Workshop

Experimentally determined binding constants represent a cornerstone of thermodynamic characterization for supramolecular chemistry. This workshop aims to update participants on the cutting-edge tools and techniques for ascertaining high quality binding constants from spectroscopic titrations (UVvis, NMR, etc.).

Open to all undergraduates, graduate students, post-docs, and professors, the workshop will occur in two 1.5-hour sessions on Sunday, December 15, 2024, starting at 2:00 pm. The cost is $50. A limited number of scholarships are available for those that otherwise would not be able to participate.

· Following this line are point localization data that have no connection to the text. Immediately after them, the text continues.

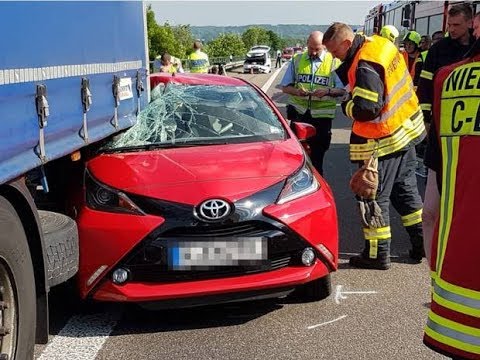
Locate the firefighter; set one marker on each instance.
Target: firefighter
(313, 87)
(446, 51)
(389, 32)
(453, 326)
(387, 124)
(198, 60)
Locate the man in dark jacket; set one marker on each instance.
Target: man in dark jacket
(445, 52)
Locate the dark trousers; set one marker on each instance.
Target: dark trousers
(398, 186)
(319, 143)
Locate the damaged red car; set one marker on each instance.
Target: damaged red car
(209, 198)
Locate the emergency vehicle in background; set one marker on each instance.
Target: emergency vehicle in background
(425, 17)
(287, 54)
(79, 81)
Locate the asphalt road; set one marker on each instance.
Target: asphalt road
(370, 315)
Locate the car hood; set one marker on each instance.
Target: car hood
(190, 175)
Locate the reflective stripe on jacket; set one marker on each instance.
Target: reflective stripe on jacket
(323, 78)
(453, 326)
(198, 62)
(400, 120)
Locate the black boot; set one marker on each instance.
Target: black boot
(417, 252)
(380, 263)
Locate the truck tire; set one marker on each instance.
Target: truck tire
(61, 242)
(17, 288)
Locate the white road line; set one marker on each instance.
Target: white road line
(326, 323)
(82, 337)
(269, 82)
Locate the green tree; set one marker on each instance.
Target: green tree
(226, 45)
(184, 38)
(255, 36)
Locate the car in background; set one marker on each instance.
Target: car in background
(287, 54)
(209, 198)
(258, 60)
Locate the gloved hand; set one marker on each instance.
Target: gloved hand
(364, 181)
(345, 100)
(370, 214)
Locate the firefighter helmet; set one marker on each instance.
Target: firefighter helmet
(413, 36)
(389, 32)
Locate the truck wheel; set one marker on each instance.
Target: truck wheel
(314, 290)
(61, 242)
(17, 288)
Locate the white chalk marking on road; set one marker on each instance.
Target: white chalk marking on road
(326, 323)
(340, 295)
(269, 82)
(82, 337)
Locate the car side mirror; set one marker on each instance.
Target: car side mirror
(303, 131)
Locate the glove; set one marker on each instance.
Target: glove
(370, 214)
(364, 182)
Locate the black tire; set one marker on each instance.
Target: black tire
(60, 234)
(314, 290)
(17, 291)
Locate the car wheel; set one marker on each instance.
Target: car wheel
(314, 290)
(17, 288)
(61, 240)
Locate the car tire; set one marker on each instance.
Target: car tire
(60, 234)
(314, 290)
(17, 287)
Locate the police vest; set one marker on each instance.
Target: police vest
(322, 78)
(400, 121)
(198, 62)
(453, 325)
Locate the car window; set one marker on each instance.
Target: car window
(183, 114)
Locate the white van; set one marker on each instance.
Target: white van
(258, 60)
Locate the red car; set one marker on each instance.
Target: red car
(208, 198)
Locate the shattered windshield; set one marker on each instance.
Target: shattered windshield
(181, 114)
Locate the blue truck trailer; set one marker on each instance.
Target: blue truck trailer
(71, 74)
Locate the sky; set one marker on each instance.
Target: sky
(249, 12)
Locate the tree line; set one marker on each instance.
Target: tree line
(178, 40)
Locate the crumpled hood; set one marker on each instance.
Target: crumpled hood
(190, 175)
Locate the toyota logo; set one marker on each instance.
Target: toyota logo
(214, 209)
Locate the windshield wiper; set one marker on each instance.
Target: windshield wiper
(148, 147)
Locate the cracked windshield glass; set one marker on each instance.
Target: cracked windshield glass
(198, 114)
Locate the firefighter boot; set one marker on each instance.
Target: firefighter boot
(374, 256)
(417, 252)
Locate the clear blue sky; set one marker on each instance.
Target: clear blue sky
(247, 12)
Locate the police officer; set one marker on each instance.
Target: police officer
(387, 123)
(453, 326)
(312, 87)
(198, 60)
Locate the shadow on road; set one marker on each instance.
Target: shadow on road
(140, 320)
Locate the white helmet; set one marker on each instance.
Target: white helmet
(389, 32)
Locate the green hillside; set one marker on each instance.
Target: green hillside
(208, 33)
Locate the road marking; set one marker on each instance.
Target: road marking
(269, 82)
(82, 337)
(326, 323)
(339, 294)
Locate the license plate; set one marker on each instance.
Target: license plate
(185, 255)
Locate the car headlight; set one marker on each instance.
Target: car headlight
(104, 198)
(302, 183)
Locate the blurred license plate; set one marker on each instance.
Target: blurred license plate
(184, 255)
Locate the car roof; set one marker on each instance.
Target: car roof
(195, 79)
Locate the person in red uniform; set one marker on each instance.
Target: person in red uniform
(453, 326)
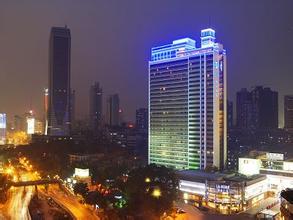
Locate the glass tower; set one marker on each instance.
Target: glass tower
(187, 104)
(59, 118)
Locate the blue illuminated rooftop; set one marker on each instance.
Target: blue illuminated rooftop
(180, 46)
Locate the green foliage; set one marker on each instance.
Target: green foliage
(96, 198)
(140, 190)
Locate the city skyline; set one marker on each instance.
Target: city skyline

You will have the option to register for this workshop during the normal conference registration, but the registration fee itself will be arranged separately. The fee for the workshop is $50. If you have selected that you will be attending the workshop, you will receive an email to arrange for the registration fee from the workshop leaders (Amar Flood and Douglas Vander Griend).

The learning objectives are:

  1. Understand the quantitative aspects of chemical equilibria in supramolecular and biochemical systems.
  2. Build and comprehensively analyze spectroscopic titration data.
  3. Use appropriate methodological tools to model data.
  4. Design optimal experiments for binding constant quantification.
  5. Report results in communally beneficial ways.

Key questions around which this workshop is built:

  1. What important global questions rely on Supramolecular Chemistry?
  2. Why do supramolecular chemists care about binding constants?
  3. How has data science evolved to help model, quantify, and catalog binding constants?
  4. What kind of experimental data can help quantify binding constants?
  5. What are some key strategies for getting high quality titration data?
  6. Which solution compositions best help quantify the binding constant(s)?
  7. Why does modeling measured data provide the best way to quantify binding constants?
  8. What computer tools exist to help model spectroscopic titration data?
  9. How is the uncertainty of the binding constants best understood and quantified?
  10. How many distinct chemical species occur throughout my titration?
  11. How many distinct chemical species are needed to model my titration dataset?
  12. How can I tell if one model is better than another?
  13. How can we help each other to follow best practices when quantifying binding constants?